Like any good gambler, Lovells studied the form before putting its stake on the table. The firm has a few trophy US clients such as Budweiser, Merck, Schering-Plough and BlackBerry maker Research In Motion, which feed work into the European practice. The firm surveyed them before jumping in to the US.
"We went to our US clients and we asked them, 'Who would you hire?'. The options were to take an entire boutique in or hire partners," Goebel says.
The responses steered the firm to take on partners. Not easy for a UK firm with an average profit per equity partner (PEP) of £572,000, around half that of many US IP competitors such as Latham & Watkins.
"A big-hitting patent litigator is really out of reach of our remuneration system," Goebel admits. "We target the level below, the young and hungry partners. We tell them we're happy to share clients and that has an attraction in the US."
As a result the US team will have to be built up slowly, contrasting with the local way of doing things, where head-turning moves are the norm. When Cadwalader Wickersham & Taft launched an IP team in New York around the same time, it hired high-profile Morgan & Finnegan partner Christopher Hughes, for example.
The Japan venture is a similar gamble and former referral firms there will see Lovells as a threat. One of the firm's IP competitors in the UK says: "I think there's a role in helping local Japanese lawyers without competing with them. We're interested in Japan, but opening isn't something we would do necessarily."
But Lovells' move does tie in neatly with its US venture. Japanese clients see the US as a huge market and will go to great lengths to protect their substantial IP assets there. The same goes for US companies with investments in Japan. If the work starts to flow between the two practices, the gamble will have paid off. But if not, the damage to the referral network could throw a spanner into the entire practice.
Few firms are willing to follow Lovells down its global IP path, but the firm believes there are four underlying factors that will guarantee a return on its bet and leave its competitors cursing.
First, the value of IP assets such as patents, trademarks and copyright has increased considerably compared with the value of other corporate assets over the past few years. Lovells is banking on that translating into fees for the IP department.
Goebel says: "Even at a board level it becomes the core asset of a company. There are many more financial assets these days to leverage those assets."
Second, with the increase in value, companies are much more willing to exploit their IP assets on an international scale.
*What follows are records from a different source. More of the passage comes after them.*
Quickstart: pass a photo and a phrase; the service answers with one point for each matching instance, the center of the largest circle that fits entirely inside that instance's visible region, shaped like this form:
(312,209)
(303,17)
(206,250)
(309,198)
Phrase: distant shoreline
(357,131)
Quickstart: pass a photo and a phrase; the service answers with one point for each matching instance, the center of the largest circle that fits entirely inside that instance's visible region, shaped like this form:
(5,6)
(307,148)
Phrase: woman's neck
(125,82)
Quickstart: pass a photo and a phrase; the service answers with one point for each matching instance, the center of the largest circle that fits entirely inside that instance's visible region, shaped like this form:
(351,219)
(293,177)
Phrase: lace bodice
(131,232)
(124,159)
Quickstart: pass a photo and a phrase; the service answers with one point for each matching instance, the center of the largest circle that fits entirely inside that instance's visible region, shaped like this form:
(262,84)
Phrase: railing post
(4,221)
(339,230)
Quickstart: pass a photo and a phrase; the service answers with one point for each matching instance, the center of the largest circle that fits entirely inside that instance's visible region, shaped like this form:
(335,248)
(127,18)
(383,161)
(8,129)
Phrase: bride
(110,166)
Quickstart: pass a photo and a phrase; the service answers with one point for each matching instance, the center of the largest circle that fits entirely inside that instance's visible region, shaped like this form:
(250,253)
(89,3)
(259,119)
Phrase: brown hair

Lovells hopes to get a big piece of this nascent market by marketing itself as a global IP firm.
"Companies want to exploit their IP portfolio on a global level," says Goebel. "This is still a young market and there's a long way to go for it to develop."
The third factor is the battle for copyrighted media content in the digital age - an age that does not respect geographical boundaries. Readers, viewers and listeners have greater access than ever to entertainment, and companies from different sectors are competing to provide it.
"You have telecoms, print media, even energy companies all competing," Goebel says. "There's a battle over the content and that's a market with a lot of growth."
Finally, the global IP market is fragmented and there are few big players on a truly global scale. "You still have a market that cries out for consolidation," explains Goebel. "A typical IP market is 60 per cent in the hands of boutique firms and that's the type of market you want to invest in."
Lovells' global IP expansion is a high-risk strategy. If it fails the lack of future referrals could effectively banish the firm from the US and Japanese IP markets and hurt it in Europe.
But the odds are in Lovells' favour, not least because IP is a practice area with room for international growth, with the magic circle shrinking their IP practices. There is room for a global player. Lovells is crossing its fingers.